Effective treatment of obstructive sleep apnea (OSA) may have a positive impact on lipid profiles and insulin resistance in children with obesity, according to a study published in Sleep Medicine.
Researchers randomly selected 113 children with obesity with and without OSA (mean age: 11.3±2.9; mean BMI: 27.06±4.05 kg/m2; 48.7% female) and placed them in 1 of 4 groups: no treatment, dietary intervention, surgical treatment of OSA, and continuous positive airway pressure (CPAP) treatment. At baseline, only fasting glucose level differed between participants with and without OSA (P =.018).
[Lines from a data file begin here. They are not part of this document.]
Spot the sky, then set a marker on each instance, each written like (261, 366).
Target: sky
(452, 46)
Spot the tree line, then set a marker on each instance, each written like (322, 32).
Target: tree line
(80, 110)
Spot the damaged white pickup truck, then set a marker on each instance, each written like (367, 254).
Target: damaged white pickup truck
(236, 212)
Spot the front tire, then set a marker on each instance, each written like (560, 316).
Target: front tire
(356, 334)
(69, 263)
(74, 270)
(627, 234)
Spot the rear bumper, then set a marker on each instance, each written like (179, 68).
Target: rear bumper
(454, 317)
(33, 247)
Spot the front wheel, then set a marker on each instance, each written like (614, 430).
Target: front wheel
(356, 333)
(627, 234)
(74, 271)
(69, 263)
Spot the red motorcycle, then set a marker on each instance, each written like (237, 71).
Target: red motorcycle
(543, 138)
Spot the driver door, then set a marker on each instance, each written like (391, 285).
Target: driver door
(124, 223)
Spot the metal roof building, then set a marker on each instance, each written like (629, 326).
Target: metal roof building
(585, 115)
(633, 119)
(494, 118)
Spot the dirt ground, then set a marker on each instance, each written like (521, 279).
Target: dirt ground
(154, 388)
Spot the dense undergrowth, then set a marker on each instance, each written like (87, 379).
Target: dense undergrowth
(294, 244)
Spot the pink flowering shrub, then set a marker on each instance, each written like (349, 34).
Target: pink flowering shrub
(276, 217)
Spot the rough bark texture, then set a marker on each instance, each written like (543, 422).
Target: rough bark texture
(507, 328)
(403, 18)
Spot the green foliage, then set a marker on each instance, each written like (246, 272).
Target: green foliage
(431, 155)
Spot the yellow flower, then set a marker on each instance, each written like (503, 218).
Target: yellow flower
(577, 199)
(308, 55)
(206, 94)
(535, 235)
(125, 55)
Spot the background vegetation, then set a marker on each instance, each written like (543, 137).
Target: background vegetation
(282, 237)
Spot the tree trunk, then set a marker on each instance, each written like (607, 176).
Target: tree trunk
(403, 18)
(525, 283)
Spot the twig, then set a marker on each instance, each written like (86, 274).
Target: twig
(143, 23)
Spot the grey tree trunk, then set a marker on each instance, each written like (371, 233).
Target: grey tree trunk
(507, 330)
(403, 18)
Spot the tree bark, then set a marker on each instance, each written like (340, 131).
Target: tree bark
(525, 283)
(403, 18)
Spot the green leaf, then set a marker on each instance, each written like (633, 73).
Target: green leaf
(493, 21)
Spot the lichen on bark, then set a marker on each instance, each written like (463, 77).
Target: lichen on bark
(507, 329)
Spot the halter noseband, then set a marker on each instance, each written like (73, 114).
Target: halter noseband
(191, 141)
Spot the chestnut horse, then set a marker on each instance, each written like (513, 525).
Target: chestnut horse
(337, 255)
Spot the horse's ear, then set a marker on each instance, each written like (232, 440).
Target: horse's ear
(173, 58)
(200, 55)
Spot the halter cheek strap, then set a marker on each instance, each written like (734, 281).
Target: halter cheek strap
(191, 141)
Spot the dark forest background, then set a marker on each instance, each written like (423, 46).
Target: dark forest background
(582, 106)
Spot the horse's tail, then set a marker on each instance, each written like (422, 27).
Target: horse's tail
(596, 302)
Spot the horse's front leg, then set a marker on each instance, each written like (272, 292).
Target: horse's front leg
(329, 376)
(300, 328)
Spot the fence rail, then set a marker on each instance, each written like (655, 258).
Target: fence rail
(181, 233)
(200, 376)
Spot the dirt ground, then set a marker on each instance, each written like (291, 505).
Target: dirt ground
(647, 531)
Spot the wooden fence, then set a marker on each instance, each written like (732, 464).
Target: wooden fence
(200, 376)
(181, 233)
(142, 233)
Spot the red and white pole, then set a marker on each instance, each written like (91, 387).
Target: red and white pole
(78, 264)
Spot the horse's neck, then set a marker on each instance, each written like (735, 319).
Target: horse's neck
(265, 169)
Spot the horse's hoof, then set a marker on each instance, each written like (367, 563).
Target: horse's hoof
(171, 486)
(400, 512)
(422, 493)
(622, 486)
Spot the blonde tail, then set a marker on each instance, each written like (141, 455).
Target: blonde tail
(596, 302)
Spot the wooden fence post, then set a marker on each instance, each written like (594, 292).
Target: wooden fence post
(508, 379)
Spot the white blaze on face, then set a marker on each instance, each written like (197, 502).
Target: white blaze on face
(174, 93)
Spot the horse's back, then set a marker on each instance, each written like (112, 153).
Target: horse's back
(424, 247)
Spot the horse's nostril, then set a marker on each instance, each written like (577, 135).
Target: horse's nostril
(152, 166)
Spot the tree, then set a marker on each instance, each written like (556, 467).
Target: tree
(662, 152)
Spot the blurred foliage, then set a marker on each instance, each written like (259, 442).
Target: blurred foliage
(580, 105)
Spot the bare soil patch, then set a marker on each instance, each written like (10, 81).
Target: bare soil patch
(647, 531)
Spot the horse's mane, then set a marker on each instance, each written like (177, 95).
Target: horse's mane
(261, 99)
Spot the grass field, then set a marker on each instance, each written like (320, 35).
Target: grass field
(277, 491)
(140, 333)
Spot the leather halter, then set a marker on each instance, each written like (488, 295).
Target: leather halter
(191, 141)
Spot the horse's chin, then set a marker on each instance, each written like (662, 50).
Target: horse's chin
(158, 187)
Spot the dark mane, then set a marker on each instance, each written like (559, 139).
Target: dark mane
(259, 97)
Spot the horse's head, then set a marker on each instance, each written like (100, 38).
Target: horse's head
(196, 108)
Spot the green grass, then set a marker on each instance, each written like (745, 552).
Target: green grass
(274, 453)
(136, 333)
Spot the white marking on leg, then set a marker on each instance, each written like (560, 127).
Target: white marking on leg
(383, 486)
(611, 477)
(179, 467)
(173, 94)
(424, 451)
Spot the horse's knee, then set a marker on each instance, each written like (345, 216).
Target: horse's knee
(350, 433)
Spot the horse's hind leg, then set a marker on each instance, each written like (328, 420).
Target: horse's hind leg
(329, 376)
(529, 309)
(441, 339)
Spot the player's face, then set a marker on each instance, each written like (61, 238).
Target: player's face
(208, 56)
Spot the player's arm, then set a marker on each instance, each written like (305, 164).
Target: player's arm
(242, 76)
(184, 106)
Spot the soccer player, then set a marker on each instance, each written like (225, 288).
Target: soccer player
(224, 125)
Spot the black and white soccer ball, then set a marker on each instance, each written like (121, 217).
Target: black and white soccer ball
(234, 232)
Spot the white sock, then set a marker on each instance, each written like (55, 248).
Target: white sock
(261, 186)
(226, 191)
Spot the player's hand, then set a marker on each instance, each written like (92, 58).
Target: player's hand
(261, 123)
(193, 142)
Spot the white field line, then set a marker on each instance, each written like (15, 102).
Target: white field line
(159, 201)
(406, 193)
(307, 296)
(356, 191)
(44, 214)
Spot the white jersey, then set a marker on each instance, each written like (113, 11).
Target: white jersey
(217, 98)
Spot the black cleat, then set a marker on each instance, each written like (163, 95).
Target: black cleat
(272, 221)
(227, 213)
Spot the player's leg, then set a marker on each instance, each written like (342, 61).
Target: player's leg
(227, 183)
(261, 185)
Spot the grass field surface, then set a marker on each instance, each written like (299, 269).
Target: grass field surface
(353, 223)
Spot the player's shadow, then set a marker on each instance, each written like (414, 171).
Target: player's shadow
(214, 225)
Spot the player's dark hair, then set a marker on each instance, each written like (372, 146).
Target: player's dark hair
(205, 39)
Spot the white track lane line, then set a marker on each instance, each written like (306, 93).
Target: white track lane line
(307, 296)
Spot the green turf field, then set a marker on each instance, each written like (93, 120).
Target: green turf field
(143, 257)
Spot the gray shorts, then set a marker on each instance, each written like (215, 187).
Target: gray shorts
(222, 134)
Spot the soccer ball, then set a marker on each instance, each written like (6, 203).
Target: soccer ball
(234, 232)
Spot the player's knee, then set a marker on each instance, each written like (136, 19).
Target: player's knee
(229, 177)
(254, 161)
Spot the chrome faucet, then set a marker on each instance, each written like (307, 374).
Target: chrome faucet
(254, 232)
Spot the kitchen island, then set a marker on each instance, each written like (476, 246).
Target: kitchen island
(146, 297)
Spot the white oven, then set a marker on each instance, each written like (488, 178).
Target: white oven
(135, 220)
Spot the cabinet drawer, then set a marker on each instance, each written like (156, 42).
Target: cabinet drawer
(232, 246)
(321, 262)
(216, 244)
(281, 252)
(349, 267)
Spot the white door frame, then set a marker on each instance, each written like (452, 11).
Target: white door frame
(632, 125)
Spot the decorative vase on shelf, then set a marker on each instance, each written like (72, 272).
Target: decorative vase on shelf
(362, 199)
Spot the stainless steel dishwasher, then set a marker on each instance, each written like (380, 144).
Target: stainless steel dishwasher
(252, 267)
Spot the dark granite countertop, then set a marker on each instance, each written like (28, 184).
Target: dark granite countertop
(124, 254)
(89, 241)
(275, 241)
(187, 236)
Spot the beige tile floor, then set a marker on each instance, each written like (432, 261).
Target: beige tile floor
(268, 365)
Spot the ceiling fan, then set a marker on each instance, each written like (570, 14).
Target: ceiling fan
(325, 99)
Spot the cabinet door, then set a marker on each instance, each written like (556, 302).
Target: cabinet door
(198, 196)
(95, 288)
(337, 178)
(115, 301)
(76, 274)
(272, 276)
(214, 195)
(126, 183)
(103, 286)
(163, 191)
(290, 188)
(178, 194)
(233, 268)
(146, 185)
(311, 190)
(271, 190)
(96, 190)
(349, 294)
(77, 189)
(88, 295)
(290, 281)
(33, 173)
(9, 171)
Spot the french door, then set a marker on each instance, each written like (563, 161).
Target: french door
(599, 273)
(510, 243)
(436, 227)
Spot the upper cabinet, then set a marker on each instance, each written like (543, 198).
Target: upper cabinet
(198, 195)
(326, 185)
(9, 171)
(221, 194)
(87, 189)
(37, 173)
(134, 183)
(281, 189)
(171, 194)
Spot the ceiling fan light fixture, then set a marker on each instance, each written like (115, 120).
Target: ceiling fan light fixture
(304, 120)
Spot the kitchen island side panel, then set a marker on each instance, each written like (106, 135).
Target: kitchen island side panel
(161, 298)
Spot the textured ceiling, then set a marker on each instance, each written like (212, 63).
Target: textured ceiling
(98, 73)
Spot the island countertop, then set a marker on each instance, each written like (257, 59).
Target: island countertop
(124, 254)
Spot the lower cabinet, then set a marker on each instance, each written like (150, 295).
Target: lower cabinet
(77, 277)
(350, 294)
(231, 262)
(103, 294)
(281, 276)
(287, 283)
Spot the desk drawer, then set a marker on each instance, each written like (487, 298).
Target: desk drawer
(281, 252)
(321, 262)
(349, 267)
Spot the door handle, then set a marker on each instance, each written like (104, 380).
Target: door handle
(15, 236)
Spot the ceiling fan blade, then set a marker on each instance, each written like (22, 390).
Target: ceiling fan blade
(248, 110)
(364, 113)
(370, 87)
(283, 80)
Study results showed statistically significant differences between those treated surgically for OSA (P =.002), and those treated with CPAP (P =.024). Glucose values decreased significantly in those groups compared with individuals without OSA (magnitude of change: 5.728 and 6.589; P =.002 and .024, respectively). Statistically significant changes in C-reactive protein values (magnitude of change: 4.528; P =.036), cholesterol/high-density lipoprotein cholesterol (magnitude of change: 0.917; P=.008), and low-density lipoprotein/high-density lipoprotein cholesterol (magnitude of change: 0.824; P=.004) ratios were also noted between those with OSA treated with CPAP and those without OSA. Lipid profiles improved significantly, and both normalization of plasma serum glucose and complete resolution of OSA were observed in patients with moderate-to-severe OSA after treatment with tonsillectomy and adenoidectomy.
The investigators concluded that OSA and obesity directly contribute to changes in metabolic and inflammatory markers and are sensitive to effective treatment modalities. In children with OSA with abnormal metabolic laboratory values, improved lipid levels and decreased insulin resistance were observed after effective treatment of OSA.